It is not often you can dismiss a forecast as soon as it’s made, but Nouriel Roubini’s latest bit of doom-mongering is DOA.  Nouriel suggests that Australia and New Zealand, among others, are set to experience a disruptive currency and financial crisis:

Runs on currency and liquid local assets may still occur with severe and disruptive effects on currency values, bond markets, equity markets and the housing market.

In the case of Australia and New Zealand, this prospect can be dismissed out of hand (I wouldn’t necessarily make this claim for some of the emerging market economies Nouriel lumps in with Australia and NZ).  The best evidence against Roubini’s scenario is the experience of both countries in 2001, when the Australian and NZ dollars fell below 0.5000 and 0.4000 respectively.  Not only was there no significant disruption to the domestic economy and financial markets of either country, the boost to competitiveness added to the strength of both economies.  Nouriel’s assumption that a falling currency woud lead to a dumping of local currency-denominated assets by foreign investors didn’t play out then, not least because many foreign investors are significantly hedged against currency risk.  The Australian and NZ dollars are currently falling in part because their debt markets are outperforming the US.  If anything, a cheaper currency makes local asset markets even more attractive to fresh inflows of foreign capital. 
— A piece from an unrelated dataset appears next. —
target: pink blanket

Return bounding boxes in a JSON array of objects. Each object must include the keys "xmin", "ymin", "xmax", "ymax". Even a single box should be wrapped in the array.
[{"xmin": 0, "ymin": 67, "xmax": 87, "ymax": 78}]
In recent months, New Zealand authorities have not only welcomed a falling currency, they have even been actively trying to scare-off foreign investors - hardly the actions of a government worried about a currency crisis.  The main risk to the NZ economy has been the domestic policy tightening that had seen the NZD trade weighted index to post-float record highs at the end of last year.  An exchange rate driven easing in overall monetary conditions is exactly what NZ needs right now.

Roubini’s forecast in relation to Australia and NZ is also difficult to square with his bearishness on the US dollar. According to Nouriel:

U.S. policymakers - both at Treasury and even some, but not all, at the Fed - live in this LaLa Land dream that the U.S. current account deficits and fiscal deficits do not matter and that the U.S. external deficit is all caused by a global savings glut or is actually a “capital account surplus” as it allegedly represents the foreigners’ desire to hold U.S. assets.  They - and financial markets and investors - may soon wake up from this unreal dream and face a nightmare where the U.S. looks like Iceland more than they have ever fathomed.

Roubini would have us believe that both the US dollar and the dollar bloc peripheral currencies are at risk, yet this would imply that the AUD-USD and NZD-USD exchange rates should remain relatively stable.  It is even harder to envisage an Australian and NZ currency or financial crisis, when the most important exchange rate, that with the US, is largely stable.

Nouriel is the one living in LaLa Land.